Thursday, September 30, 2010

maybe baby

It's late and the handful of passengers look wilted when the crazy man gets on. He glares at them all and begins singing bits of an old Buddy Holly song, "Maybe Baby." They look at him quickly, then at each other, the brief glance of recognition you give strangers when the crazy one enters. We are not like him, the glance says, and then they look away again, elaborately reading newspapers or staring out the window. He goes on singing--angrily, almost barking the lyrics.

They all know the song, though Buddy died fifty years ago, a young man in a small plane, traveling from song to song and his life ahead of him.

The crazy man sings and in their heads they all hear Buddy's voice, their minds jumping the cheerful lyrics. Well you are the one that makes me glad, sings one memory, and you will love me someday, sings another.

They im
agine that the crazy man is sane, that he inspires them and they all sing with him. They imagine his joy in the sudden companionship, they imagine that they all get up and dance in the train. They imagine that Buddy dances with them, that they will spend all night together in the train, Buddy and the crazy man and all of them in a train that never stops for anyone else, and Buddy sings to them, all his old songs plus a new one they can't quite hear, that he is inventing just for them.

Their faces don't show their fantasy. The train pulls into the next station and the crazy man glares one last glare and leaves. His song stays on, thinning and slowing till it sounds like an old old blues song, a sad hurting lonely song. It's funny honey, you don't care...

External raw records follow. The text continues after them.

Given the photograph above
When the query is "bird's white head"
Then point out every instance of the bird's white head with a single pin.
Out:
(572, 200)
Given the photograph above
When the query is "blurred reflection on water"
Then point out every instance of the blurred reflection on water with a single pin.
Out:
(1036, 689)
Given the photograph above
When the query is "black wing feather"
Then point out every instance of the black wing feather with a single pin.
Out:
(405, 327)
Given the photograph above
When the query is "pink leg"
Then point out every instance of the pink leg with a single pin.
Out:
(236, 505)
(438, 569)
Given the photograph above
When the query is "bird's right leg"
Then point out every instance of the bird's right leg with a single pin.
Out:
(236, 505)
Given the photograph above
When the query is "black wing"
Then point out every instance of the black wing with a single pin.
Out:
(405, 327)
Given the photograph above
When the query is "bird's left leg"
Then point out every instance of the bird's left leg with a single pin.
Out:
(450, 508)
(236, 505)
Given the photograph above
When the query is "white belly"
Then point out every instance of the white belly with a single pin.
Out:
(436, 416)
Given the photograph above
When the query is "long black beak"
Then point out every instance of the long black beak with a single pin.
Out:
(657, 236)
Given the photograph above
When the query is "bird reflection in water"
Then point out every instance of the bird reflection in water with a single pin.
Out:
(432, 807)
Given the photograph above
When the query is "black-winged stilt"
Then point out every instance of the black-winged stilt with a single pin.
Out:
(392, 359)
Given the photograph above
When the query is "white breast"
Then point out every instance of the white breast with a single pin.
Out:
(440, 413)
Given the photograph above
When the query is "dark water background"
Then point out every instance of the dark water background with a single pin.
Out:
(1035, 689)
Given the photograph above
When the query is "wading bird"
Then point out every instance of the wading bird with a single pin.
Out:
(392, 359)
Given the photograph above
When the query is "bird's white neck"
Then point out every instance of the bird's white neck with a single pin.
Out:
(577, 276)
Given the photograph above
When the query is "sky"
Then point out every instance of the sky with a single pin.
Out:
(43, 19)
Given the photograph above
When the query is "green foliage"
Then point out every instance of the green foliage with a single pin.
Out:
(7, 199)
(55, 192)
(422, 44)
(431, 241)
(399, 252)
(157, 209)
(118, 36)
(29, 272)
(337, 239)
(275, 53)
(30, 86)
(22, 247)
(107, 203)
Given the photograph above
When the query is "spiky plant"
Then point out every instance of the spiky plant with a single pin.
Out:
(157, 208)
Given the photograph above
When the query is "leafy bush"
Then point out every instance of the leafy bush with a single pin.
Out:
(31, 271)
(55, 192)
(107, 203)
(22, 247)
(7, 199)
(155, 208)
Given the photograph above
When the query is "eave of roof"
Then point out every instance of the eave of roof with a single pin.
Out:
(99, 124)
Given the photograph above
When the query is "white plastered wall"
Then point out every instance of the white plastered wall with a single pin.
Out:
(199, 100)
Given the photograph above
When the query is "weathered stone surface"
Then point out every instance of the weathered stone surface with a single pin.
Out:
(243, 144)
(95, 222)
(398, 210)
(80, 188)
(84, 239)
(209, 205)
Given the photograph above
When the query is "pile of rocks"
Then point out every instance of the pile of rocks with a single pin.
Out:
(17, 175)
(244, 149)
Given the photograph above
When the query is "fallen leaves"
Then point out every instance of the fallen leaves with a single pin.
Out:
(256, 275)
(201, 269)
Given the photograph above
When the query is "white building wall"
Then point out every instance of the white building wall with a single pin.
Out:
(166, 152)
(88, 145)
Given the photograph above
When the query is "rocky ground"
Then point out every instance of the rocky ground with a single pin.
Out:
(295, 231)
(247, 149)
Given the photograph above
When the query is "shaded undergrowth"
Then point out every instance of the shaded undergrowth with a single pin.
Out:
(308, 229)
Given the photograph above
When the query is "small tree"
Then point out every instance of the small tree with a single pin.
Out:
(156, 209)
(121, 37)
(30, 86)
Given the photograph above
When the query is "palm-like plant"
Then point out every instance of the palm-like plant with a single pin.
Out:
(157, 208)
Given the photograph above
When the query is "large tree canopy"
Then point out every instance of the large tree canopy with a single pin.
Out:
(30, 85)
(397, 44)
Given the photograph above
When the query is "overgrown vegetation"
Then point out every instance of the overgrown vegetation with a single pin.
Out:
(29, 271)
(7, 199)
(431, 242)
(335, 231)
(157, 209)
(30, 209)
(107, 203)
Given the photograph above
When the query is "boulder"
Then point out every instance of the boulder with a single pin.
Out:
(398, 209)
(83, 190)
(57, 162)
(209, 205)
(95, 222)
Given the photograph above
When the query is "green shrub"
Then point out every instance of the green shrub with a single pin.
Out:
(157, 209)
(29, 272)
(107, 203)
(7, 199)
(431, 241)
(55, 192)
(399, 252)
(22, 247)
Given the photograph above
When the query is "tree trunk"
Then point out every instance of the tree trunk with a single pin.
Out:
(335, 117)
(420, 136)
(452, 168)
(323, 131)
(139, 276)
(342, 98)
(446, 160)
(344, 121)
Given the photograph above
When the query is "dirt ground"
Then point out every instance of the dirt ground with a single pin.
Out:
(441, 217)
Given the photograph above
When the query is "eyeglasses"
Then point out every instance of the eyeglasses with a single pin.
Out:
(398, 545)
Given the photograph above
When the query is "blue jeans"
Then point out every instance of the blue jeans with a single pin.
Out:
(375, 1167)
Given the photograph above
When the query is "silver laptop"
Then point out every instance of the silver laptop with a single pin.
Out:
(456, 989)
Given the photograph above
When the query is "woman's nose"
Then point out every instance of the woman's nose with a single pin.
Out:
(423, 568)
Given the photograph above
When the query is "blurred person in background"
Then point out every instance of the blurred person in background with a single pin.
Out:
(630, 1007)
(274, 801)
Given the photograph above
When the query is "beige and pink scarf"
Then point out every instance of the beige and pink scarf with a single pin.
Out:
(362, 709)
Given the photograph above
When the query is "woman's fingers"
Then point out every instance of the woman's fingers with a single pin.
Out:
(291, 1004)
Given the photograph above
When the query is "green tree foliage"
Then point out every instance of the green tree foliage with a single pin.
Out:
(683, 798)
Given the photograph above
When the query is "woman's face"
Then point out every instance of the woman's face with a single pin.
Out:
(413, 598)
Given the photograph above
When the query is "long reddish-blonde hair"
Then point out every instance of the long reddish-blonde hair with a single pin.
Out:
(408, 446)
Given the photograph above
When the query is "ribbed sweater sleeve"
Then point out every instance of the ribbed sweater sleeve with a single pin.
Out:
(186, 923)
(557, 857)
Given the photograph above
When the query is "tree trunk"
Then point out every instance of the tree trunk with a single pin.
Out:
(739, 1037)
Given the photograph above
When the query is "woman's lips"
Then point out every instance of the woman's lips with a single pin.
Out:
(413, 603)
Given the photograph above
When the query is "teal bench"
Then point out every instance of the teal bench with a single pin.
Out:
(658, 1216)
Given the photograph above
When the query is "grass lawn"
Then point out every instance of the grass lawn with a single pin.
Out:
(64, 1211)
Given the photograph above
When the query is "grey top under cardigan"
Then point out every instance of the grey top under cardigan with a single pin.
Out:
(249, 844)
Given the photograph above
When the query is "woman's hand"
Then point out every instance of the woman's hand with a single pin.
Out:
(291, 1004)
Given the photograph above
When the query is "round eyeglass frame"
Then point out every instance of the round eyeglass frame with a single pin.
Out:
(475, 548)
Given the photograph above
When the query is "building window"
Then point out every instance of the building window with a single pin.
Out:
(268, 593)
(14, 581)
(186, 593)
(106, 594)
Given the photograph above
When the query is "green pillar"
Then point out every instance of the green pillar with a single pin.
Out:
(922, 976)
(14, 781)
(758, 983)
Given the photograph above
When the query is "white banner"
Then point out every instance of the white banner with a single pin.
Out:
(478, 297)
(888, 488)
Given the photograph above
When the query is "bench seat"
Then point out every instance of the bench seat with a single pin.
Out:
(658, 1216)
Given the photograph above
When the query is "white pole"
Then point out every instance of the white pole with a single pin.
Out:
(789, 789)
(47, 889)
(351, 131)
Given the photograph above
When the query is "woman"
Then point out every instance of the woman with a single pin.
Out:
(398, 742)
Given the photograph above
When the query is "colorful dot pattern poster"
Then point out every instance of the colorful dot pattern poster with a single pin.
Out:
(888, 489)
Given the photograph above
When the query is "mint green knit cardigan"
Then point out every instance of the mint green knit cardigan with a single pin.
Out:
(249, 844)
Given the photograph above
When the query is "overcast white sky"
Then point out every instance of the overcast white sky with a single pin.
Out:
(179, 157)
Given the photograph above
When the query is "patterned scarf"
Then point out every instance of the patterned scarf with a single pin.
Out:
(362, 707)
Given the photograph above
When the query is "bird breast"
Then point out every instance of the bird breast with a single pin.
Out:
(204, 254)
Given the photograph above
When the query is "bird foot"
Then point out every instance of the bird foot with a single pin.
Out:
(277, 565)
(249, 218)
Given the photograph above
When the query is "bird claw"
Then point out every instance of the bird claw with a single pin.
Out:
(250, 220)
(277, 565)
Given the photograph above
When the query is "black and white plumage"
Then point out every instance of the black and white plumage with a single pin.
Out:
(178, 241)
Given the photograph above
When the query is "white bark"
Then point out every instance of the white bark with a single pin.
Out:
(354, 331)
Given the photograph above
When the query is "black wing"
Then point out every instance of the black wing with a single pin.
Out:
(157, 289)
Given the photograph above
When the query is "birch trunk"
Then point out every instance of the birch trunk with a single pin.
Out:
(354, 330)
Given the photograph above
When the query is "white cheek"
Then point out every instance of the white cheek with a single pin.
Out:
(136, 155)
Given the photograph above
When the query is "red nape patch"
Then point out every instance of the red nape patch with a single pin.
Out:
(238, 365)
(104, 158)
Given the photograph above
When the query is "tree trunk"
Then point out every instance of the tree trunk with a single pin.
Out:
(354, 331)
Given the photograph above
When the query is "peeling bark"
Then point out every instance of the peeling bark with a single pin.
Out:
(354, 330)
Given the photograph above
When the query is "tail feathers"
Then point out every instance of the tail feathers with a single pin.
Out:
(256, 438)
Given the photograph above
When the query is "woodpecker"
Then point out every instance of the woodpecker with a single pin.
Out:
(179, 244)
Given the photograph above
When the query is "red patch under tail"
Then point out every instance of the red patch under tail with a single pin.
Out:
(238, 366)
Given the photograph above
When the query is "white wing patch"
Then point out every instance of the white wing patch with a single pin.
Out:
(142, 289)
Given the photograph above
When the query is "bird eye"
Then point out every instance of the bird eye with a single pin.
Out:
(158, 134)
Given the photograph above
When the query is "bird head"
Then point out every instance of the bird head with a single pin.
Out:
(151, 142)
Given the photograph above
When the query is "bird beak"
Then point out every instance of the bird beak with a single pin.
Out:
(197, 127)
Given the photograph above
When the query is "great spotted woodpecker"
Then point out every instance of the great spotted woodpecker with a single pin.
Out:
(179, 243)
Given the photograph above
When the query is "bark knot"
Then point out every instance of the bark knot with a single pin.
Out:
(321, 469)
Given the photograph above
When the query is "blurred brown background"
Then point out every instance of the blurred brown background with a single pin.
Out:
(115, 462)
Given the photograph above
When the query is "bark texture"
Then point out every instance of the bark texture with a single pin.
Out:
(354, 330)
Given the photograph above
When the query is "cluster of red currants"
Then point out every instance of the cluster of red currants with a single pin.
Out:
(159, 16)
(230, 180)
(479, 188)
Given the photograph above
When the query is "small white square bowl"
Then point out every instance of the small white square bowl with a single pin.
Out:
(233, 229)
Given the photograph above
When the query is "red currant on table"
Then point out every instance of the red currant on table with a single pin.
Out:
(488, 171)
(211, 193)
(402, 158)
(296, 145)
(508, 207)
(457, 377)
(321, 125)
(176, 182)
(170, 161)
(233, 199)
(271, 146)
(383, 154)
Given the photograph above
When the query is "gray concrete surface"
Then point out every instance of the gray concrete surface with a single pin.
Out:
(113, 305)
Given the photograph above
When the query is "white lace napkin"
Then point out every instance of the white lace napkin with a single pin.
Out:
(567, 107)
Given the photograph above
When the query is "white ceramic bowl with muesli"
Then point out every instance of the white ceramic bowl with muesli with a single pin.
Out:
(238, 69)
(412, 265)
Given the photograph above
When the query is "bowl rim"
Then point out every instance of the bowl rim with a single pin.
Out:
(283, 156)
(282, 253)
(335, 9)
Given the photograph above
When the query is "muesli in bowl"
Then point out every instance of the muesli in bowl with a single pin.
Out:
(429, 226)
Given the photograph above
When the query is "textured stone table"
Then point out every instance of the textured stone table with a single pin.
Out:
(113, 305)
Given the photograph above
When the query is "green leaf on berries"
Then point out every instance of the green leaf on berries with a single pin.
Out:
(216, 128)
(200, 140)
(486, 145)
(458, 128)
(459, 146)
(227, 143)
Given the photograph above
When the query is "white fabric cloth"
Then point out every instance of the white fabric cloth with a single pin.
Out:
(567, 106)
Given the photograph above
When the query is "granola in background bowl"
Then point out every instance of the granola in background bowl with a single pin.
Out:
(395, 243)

And they don't, so the song unsings itself and floats away, to the crazy man, or maybe back to Buddy in the sky. It doesn't matter. They are only strangers on a late-night subway, relieved that the crazy man is gone and the song is gone, that they can ignore each other again. No one dances on subways, and Buddy died on a plane a long time ago. They have already forgotten the dance that never happened, a thought that flitted through tired minds and died with the music, on a night long ago, when a crazy man walked in singing.